FIGURE 4.

Signaling of ligand truncations. A, non-reducing SDS-PAGE gel of purified Dll1 proteins. B, non-reducing SDS-PAGE gel of purified Dll4 proteins. Multiple bands are present as a result of N-linked glycosylation, which was not observed in Dll1. C, signaling induced by Dll1 truncations. Purified Dll1 proteins were plated at an equivalent molar concentration and used to activate N1gal4 U2OS stable cells. Resulting luciferase activity is shown on the y axis, normalized to activation with plated human IgG. C-terminal truncation up to EGF3 had little effect on signaling, whereas removal of the N-terminal MNNL domain (ΔMN) abolished activity.

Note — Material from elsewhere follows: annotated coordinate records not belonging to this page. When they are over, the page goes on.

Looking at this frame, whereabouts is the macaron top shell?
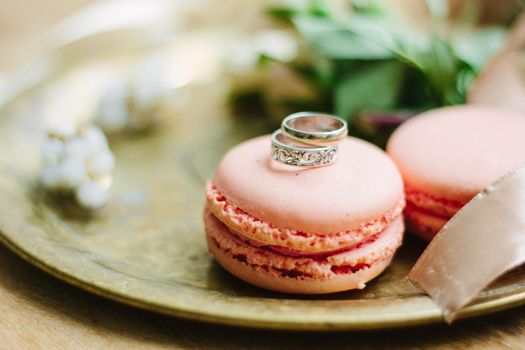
[387,105,525,203]
[212,136,403,234]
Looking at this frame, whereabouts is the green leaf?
[451,27,507,72]
[293,16,394,60]
[334,61,405,118]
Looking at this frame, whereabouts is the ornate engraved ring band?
[281,112,348,147]
[272,129,337,167]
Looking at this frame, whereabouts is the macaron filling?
[206,182,405,255]
[205,210,403,280]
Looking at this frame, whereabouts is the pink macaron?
[387,105,525,240]
[204,136,404,294]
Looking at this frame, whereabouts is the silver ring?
[281,112,348,147]
[272,129,337,167]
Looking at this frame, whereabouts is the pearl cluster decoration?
[40,121,115,209]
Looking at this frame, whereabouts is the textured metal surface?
[0,52,525,330]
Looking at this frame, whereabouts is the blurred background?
[0,0,525,145]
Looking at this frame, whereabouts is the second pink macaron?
[387,105,525,240]
[205,136,404,294]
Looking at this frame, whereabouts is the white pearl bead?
[59,158,86,189]
[82,126,108,151]
[88,151,115,176]
[65,136,92,159]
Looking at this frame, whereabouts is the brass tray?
[0,28,525,330]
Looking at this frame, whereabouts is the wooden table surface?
[0,0,525,349]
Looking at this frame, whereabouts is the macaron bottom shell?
[404,204,450,241]
[204,210,404,294]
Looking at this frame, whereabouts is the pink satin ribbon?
[408,164,525,322]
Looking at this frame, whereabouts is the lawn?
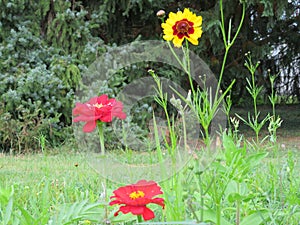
[0,129,300,225]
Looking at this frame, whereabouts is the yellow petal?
[173,36,184,48]
[163,34,174,41]
[193,16,202,27]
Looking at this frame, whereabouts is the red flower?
[109,180,165,221]
[73,95,126,132]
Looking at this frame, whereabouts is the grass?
[0,136,300,225]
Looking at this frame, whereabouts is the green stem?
[167,41,188,73]
[137,215,143,223]
[236,182,240,225]
[183,39,195,96]
[97,120,105,155]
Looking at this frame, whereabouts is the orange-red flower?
[73,95,126,132]
[161,9,202,47]
[109,180,165,221]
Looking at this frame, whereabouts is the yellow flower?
[161,9,202,47]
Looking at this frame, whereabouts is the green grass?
[0,140,300,225]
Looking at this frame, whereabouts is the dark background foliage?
[0,0,300,152]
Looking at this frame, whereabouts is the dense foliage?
[0,0,300,151]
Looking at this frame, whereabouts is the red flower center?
[172,19,194,38]
[176,21,189,33]
[129,191,145,200]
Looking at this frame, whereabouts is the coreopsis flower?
[161,9,202,47]
[109,180,165,221]
[73,95,126,132]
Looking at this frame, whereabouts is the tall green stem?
[97,120,105,155]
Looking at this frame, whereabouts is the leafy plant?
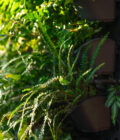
[0,0,107,140]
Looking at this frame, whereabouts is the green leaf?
[8,103,24,124]
[18,122,28,140]
[6,74,21,81]
[59,76,70,86]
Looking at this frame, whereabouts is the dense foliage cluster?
[0,0,102,140]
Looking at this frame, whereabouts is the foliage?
[0,0,107,140]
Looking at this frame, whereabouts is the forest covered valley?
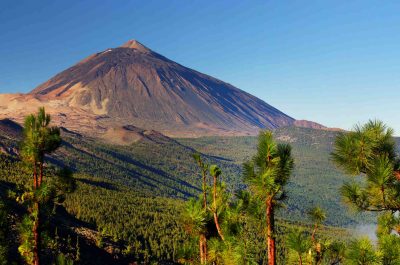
[0,0,400,265]
[0,108,399,264]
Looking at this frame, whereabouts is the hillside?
[0,119,376,226]
[0,40,294,138]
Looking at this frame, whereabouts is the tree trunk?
[32,202,40,265]
[199,234,207,264]
[203,170,207,211]
[213,176,225,241]
[311,224,318,243]
[33,161,38,190]
[38,162,43,187]
[265,197,276,265]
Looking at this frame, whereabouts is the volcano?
[0,40,294,136]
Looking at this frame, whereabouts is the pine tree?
[210,165,225,240]
[332,121,400,212]
[21,108,61,265]
[243,131,294,265]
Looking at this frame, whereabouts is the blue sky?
[0,0,400,132]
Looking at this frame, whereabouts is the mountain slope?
[0,41,294,136]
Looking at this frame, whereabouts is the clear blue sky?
[0,0,400,135]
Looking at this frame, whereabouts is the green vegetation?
[0,111,400,265]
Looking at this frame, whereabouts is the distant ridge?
[0,40,325,139]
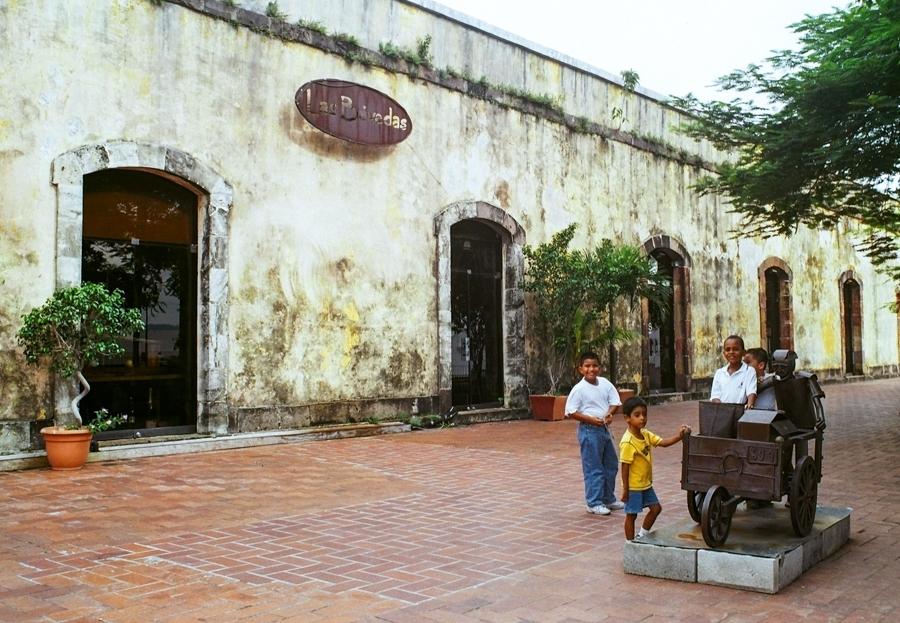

D, signaling induced by Dll4 truncations, performed as in C. C-terminal truncations up to EGF3 also maintained full signaling capacity, whereas removal of EGF3 abolished signaling. E and F, concentration dependence of ligand-induced signaling. Dll1(1–5) and Dll4(1–5) were plated at varying concentrations and incubated with U2OS cells transfected with either full-length N1gal4 or N1gal4(6–15). The resulting luciferase activity is shown as a function of concentration, fitted with a one-site exponential binding model. Calculated EC₅₀ values for N1gal4 were 227 ± 175 nm (Dll1) and 47 ± 22 nm (Dll4); for N1gal4(6–15), 281 ± 82 nm (Dll1) and 47 ± 33 nm (Dll4).